The last molecule we considered for the detection of tumour contamination is ErbB2, a tyrosine kinase receptor of the EGF receptor family. Even if this is not a tumour-specific marker, it is overexpressed in 30% of osteosarcomas and it is associated with poor prognosis (Gorlick et al, 1999). In our experiments, we found that 18% of aphereses derived from patients affected by osteosarcoma were significantly positive for ErbB2 expression; lung metastasis derived from these same patients were also positive for ErbB2 expression.

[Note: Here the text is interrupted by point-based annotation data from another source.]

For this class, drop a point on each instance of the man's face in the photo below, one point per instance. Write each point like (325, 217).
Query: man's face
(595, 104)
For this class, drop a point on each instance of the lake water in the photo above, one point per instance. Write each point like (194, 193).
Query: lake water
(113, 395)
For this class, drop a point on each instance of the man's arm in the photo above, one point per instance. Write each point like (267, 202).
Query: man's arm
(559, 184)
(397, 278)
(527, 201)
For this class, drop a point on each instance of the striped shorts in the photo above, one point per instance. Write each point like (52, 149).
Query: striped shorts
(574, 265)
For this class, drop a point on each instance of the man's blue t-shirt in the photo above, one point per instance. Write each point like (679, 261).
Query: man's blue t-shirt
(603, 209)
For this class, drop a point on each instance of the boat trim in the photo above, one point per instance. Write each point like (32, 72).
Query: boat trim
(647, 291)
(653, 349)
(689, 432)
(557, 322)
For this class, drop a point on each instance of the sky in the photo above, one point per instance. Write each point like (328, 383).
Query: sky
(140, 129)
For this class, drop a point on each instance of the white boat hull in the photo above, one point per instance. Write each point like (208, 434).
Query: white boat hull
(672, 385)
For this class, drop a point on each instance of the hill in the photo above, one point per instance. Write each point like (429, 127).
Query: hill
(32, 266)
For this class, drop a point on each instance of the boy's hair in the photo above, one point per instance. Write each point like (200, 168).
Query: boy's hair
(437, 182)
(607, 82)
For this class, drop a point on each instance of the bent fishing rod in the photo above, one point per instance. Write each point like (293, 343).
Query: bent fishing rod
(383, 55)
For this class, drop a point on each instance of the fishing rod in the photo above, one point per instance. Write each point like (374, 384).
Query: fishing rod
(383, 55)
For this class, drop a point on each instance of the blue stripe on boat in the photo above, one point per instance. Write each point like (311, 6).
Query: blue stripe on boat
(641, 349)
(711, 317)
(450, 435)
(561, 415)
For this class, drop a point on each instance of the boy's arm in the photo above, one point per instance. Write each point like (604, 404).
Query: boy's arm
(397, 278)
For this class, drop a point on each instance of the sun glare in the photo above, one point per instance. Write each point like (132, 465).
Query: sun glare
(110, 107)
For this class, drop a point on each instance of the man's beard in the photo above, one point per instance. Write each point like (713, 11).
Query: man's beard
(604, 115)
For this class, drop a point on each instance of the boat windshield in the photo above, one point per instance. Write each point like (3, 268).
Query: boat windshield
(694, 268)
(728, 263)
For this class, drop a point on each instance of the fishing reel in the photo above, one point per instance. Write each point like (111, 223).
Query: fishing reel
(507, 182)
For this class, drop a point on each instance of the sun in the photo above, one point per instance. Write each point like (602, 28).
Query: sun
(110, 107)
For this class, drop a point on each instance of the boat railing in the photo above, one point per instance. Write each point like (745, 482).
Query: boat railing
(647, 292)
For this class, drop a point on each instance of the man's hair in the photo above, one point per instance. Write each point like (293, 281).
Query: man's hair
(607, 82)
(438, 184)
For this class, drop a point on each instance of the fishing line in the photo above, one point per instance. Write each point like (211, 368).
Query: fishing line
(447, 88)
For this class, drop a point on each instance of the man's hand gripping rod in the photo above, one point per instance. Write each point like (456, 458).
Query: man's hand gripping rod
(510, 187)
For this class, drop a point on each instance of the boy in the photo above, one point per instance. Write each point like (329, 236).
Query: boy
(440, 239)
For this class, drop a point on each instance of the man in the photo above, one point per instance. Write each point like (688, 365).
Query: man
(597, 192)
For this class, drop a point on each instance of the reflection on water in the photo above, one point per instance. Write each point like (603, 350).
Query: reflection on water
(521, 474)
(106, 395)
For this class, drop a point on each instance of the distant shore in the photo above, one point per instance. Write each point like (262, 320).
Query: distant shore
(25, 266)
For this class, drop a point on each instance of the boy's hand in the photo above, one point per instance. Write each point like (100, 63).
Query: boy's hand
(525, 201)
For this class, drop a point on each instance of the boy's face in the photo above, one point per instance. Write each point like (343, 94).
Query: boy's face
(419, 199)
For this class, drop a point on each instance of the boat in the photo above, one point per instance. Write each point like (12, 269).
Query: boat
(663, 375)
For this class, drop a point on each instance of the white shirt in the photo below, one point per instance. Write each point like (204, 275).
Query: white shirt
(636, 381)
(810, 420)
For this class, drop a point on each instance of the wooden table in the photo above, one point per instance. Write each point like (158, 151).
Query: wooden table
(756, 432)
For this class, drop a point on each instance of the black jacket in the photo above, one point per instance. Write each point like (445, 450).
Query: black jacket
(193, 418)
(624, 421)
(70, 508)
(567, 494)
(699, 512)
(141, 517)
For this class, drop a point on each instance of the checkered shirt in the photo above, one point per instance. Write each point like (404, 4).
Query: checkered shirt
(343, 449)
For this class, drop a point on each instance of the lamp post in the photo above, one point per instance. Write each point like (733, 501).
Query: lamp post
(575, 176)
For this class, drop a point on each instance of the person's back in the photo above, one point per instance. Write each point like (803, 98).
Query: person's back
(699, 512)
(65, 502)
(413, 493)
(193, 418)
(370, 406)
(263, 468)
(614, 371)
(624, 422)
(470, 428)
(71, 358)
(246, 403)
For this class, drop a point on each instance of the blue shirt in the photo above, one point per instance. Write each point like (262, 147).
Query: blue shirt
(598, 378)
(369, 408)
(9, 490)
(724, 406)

It is also important to point out that positivity of the apheresis was detected only in patients whose neoplastic tissues express ErbB2.

We can thus conclude that, although finding low ErbB2 levels does not exclude neoplastic bone marrow contamination, high levels of ErbB2 expression in aphereses might be evocative of micrometastasis. Another conclusion that can be drawn by this work is that aphereses obtained by the same patient can display a different degree of ErbB2 expression. It might be thus critical, when possible, to analyse the level of expression of ErbB2, to avoid reinfusion of blood cells contaminated by ErbB2+ cells. Moreover, if reinfusion of these positive aphereses is required, the possibility of purging them by use of anti-ErbB2 antibodies should be considered.

ErbB2 has been extensively studied for its involvement in different human tumours, such as breast cancer. Since also in these cases overexpression of this gene correlates with a poor prognosis, therapeutic approaches have been pursued to either decrease ErbB2 expression or functionally inactivate it. In fact, few years ago a monoclonal anti-ErbB2 antibody (Herceptin) became available and was used to treat patients with metastatic breast cancer; these trials showed a significant improvement of patient's outcome following this treatment (Piccart and Awada, 2000; Stebbing et al, 2000). If our data will be confirmed on larger numbers, it can be hypothesized that a similar application of Herceptin in ErbB2 overexpressing osteosarcomas could also result in treatment improvement. Moreover, many other therapeutical approaches targeting this molecule are under development, such as the use of monoclonal anti-ErbB2 antibodies conjugated with cytotoxic drugs (Azemar et al, 2000) single-chain antibodies, and DNA vaccines (Wei et al, 1999).